On November 23rd, 2023, Harabel inaugurated “OVERLORDS: On the transformation of the human body”, an exhibition of Krist Dragot, at the GurGur Gallery in PetrelĂ«.
The transition from Modern to Postmodern in its interruption of the linearity of modern thought, always tending towards the new, has in fact built the premises for an exploded narrative, according to the rhizome model intended by Deleuze and Guattari. If on the one hand this has allowed the creation of multiple points of view and multiple keys to access information and more generally to participate in the construction of the perception of personal and collective reality; on the other hand, it created a sense of loss of orientation; a loss of the sense of progress as an indefinite improvement in general living conditions, a general disorientation which has slowly led to a situation of widespread general uncertainty. This has worn away the boundaries of our certainties, also calling into question the boundaries of our own body, the place through which we directly experience the world, that defines our identity, our very being “human”. In fact, we have always identified our fears through what is deformed, with the “monster”; which by definition is precisely that mythological figure whose body is made up of heterogeneous parts that seem to come from different genres and species. The monster is the visualization of what we cannot rationally confine within any category, other than that of something that goes beyond (post) nature. The shape we give to the world derives in fact from the shape of our relationship with it, questioning the boundaries of our body also means questioning our experience of the world. Through postmodern thought, in the attempt to overcome the classic mind-body, human-animal, human-machine dualism, man has lost sight of the boundaries that outline his own form, remaining disoriented.

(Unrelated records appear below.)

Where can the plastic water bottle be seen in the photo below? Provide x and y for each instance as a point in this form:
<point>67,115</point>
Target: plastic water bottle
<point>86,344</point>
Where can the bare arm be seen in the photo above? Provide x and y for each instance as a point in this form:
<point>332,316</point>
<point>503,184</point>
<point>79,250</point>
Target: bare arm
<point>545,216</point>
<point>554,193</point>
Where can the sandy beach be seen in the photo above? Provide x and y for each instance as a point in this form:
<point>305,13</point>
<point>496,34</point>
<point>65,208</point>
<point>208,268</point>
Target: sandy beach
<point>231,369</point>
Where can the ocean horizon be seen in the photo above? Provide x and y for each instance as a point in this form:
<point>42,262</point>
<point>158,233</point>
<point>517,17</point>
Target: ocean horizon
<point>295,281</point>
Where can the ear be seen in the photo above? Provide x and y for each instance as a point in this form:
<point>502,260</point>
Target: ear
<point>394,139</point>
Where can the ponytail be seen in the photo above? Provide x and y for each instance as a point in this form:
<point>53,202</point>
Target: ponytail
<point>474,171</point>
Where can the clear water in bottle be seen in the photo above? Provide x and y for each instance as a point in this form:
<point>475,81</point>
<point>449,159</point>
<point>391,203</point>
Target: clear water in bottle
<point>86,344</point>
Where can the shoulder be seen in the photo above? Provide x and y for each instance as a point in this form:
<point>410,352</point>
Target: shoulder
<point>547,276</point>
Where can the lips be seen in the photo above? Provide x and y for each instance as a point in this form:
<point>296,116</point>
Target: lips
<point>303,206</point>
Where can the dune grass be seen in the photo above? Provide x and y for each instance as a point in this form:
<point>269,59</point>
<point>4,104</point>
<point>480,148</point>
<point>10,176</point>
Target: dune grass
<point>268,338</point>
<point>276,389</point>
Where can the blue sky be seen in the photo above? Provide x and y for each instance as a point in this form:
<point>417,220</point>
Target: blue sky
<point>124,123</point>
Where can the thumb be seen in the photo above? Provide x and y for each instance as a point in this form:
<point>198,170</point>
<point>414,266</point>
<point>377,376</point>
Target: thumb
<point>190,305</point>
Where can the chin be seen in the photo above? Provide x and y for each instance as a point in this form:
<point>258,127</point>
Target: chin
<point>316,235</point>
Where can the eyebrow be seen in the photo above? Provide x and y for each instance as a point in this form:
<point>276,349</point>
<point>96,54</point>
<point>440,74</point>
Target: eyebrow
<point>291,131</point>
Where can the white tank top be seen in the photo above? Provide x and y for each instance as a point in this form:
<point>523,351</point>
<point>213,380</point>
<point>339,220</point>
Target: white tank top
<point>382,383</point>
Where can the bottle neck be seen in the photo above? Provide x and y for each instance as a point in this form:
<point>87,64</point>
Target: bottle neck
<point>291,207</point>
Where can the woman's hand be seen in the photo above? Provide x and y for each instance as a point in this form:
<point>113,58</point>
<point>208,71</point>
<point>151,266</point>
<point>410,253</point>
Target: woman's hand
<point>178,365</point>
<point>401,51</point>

In the body of works that Krist Dragot presents for the first time in the spaces of Gurgur gallery, the young artist confronts precisely this sense of disorientation, which translates pictorially into a post-human body. A body that seems to carry on itself the weight and suffering of its own transformation, of its passage towards a new entity, whose final form is not the consequence of a natural evolution, but rather of decisions taken by ultra entities (overlords) who manipulate the threads of our perception from behind the scenes of reality. Entities that guide and transform taste, sense and approach to reality and consequently transform our body, continuously deforming it in a heterogeneous way. Black is not only a sign used to delineate the boundaries of the characters painted by the artist, but it also becomes a way to question these boundaries and to increase the sense of disorientation facing these figures who seem to move millennia back in linear history of human evolution, and at the same time, millennia ahead to an unknown future, more dystopian than utopian.
This leads us to the question of how do we imagine our own being human in this condition of perpetual disorientation and transformation? How can we contain the vertigo of the unknown if we can no longer even count on our own bodies? What if instead the way out of this vertigo was precisely the loss of our original shape? What if the final solution was not to have a form and to embrace transformation as a natural conclusion of the very process of being human? Like a cycle that begins and ends in the body.